Contractor Training and Communication Construction workers must understand why infection control measures matter in healthcare settings. Pre-construction ICRA training for all workers entering the facility, with reinforcement from daily monitoring, is essential for consistent compliance.
ICRA Documentation for Joint Commission Compliance
The Joint Commission EC.02.06.01 standard requires that healthcare organizations conduct risk assessments prior to construction and renovation activities and take steps to prevent infections during these activities. ICRA documentation that surveyors expect to see includes:
- Written ICRA for each active construction project
- ICRA team composition (with infection prevention representation)
- Risk classification determination with supporting rationale
- Required control measures documentation
- Evidence of ongoing monitoring (daily logs, negative pressure records, air sample results if applicable)
- Corrective action documentation for any identified compliance failures
Frequently Asked Questions
Who should be on the ICRA team? The ICRA team typically includes the infection preventionist, the facilities project manager, the architect or project engineer, a representative from the affected clinical area, and the general contractor’s site supervisor. Safety and risk management representation is valuable for larger projects. The infection preventionist’s involvement is critical—the ICRA exists specifically to integrate infection prevention expertise into the construction process.
What happens if a construction-related infection is suspected? Suspected construction-related infections should trigger immediate notification of the infection prevention team and, depending on the clinical severity, public health authorities. The response includes enhanced environmental sampling in both the construction zone and patient areas, review of ICRA barrier integrity and pressure monitoring records, and consultation with clinical leadership about patient risk management. Construction activities may be temporarily suspended pending assessment.
Do ICRA requirements apply to routine maintenance activities like replacing ceiling tiles? Yes, though at a lower risk classification. Even routine maintenance activities that require disturbing ceiling tiles or penetrating barriers adjacent to patient care areas should be assessed against the ICRA risk matrix. In areas with high-risk patients (oncology, transplant), even ceiling tile replacement requires ICRA-specified precautions.

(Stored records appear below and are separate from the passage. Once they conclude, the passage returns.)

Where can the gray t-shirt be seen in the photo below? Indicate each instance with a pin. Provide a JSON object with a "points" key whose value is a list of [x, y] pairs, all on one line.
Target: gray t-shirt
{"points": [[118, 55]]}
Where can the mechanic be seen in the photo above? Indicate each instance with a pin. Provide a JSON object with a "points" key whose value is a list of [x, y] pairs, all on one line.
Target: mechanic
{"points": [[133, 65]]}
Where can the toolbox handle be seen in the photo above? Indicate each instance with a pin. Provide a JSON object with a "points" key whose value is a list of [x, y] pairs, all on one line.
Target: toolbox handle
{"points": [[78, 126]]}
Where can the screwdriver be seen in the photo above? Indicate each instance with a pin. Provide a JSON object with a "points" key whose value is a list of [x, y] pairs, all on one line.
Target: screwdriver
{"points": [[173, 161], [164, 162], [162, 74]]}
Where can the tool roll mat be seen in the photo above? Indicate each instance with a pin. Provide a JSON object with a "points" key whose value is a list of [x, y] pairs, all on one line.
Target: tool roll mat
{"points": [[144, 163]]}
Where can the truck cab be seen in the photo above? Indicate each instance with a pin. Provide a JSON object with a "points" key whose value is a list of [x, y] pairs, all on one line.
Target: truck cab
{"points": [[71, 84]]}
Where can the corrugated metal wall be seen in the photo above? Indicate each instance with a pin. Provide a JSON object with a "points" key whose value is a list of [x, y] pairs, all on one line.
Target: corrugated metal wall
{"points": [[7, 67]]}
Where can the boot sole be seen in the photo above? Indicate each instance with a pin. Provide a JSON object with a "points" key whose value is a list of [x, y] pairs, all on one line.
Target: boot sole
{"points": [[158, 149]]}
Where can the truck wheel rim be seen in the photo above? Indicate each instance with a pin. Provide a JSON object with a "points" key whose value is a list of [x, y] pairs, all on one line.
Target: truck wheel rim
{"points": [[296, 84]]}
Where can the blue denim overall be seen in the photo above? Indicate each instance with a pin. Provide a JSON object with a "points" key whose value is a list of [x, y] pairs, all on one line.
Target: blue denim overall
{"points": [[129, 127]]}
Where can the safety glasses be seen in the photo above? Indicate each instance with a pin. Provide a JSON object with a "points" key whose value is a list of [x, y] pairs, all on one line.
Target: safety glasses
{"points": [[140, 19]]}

How does ICRA planning change when construction is in a fully occupied patient floor? Construction in occupied patient floors represents the most challenging ICRA scenario. When full floor decanting is not possible, the ICRA plan must address the proximity of the highest-risk patients to construction activity, the sufficiency of physical barrier separation, the reliability of negative pressure maintenance in a complex HVAC environment, and the clinical management plan if barrier integrity is compromised. For the highest-risk patient populations (transplant, NICU), the preferred approach is decanting the entire floor during the highest-risk construction phases.